I saw a link to this excellent blog post: What the government doesn’t understand about the Internet, and what to do about it.

Even before I went to read the post (which you should do, too, even though it has almost nothing to do with normal ErosBlog topics) I knew that there would be something in the “the government doesn’t understand” category that the (mainstream) article wouldn’t mention; namely, the fact that the internet is for porn. (Sing it with me, normal people: “The internet is for porn, the internet is for porn…”)

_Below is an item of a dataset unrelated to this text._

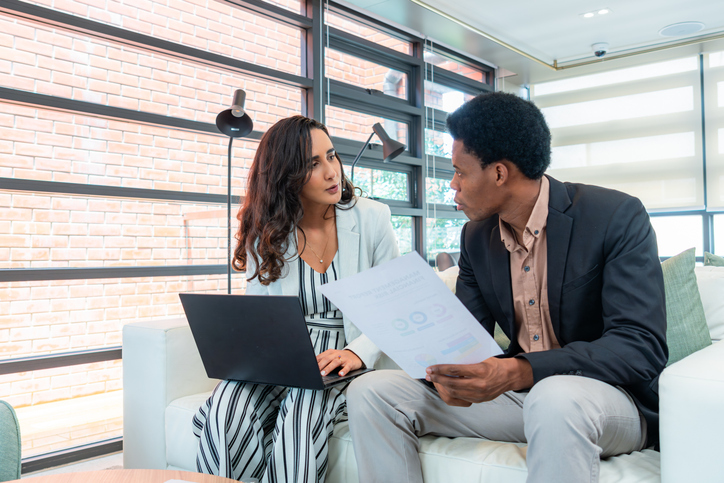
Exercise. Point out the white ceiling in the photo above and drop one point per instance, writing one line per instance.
(552, 30)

Turns out I was technically right — the word “porn” nowhere appears — but not right in a clever way, because the post does say this:

These [internet] services are reducing traditional institutions’ ability to charge for information, seize big consumer surpluses, limit speech or fix marriages. It has, in other words, become harder to be a big business, newspaper, repressive institution or religion. Nor is this traditional ‘creative destruction’ going on in a normal capitalist economy: this isn’t about one widget manufacturer replacing another, this is about a newspaper business dying and being replaced by no one single thing, and certainly nothing recognisable as a newspaper business.

And that’s internet porn right there, unnamed but encompassed. The repressive institutions, including governments as well as the churches that once went around my little town offering wads of cash to any store that would permanently remove its dirty magazine rack, have pretty much utterly lost their power to suppress writing and photography featuring naked people fucking. And this power is gone not just in the perennially-damned urban centers, but even in the tiniest and most repressed of farming hamlets.

Nor can government put the erotic genie (um, may I have one of those, please?) back in the bottle. As the post goes on to say:

Any state institution that says “we control all the information about X” is going to look increasingly strange and frustrating to a public that’s used to be able to do whatever they want with information about themselves, or about anything they care about (both private and public).